36. The method according to claim 35, wherein said at least one layer of micro-beads is constituted by about 50% (w/w) of micro-beads having a size distribution of 15 μm to 25 μm diameter and about 50% (w/w) of micro-beads having a size distribution of 5 μm to 15 μm diameter.

37. The method according to claim 22, wherein each layer of micro-beads has a thickness selected from 500 μm to 1 cm, 500 μm to 10 mm, 1 mm to 10 mm, or 2 mm to 10 mm.

38. A method for preparing RBCs for infusion to a patient, which method comprises filtering RBCs through a filtering unit comprising one or several layers of micro-beads having a diameter of 5 to 50 μm or 5 to 25 μm, recovering the filtrate, and obtaining RBCs depleted of rigid red blood cells.

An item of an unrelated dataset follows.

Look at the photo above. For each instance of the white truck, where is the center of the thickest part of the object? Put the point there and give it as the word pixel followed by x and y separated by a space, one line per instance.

39. A method for rejuvenation of RBCs for transfusion, which method comprises filtering said RBCs through a filtering unit comprising one or several layers of micro-beads having a diameter of 5 to 50 μm or 5 to 25 μm and recovering the filtrate, whereby obtaining a rejuvenated RBC preparation is depleted of rigid red blood cells.

40. A method for treating a patient having an inherited or acquired RBC disorder, which method comprises collecting blood from the patient, filtering said blood through a filtering unit comprising one or several layers of micro-beads having a diameter of 5 to 50 μm or 5 to 25 μm, recovering the filtrate and infusing the patient with said filtrate.

41. The method according to claim 40, wherein the inherited or acquired RBC disorder is selected from the group consisting of hereditary or inherited spherocytosis, elliptocytosis (also named ovalocytosis), sepsis, hemoglobinopathy, alpha or beta thalassemia, sickle cell disease, sickle cell trait (or sicklemia), diabetes mellitus, hemolytic anaemia, auto immune hemolytic anaemia, red blood cell enzyme deficiency, glucose-6-phosphate deshydrogenase deficiency, pyruvate kinase deficiency, and an infection with a protozoan parasite of the genus Plasmodium or Babesia.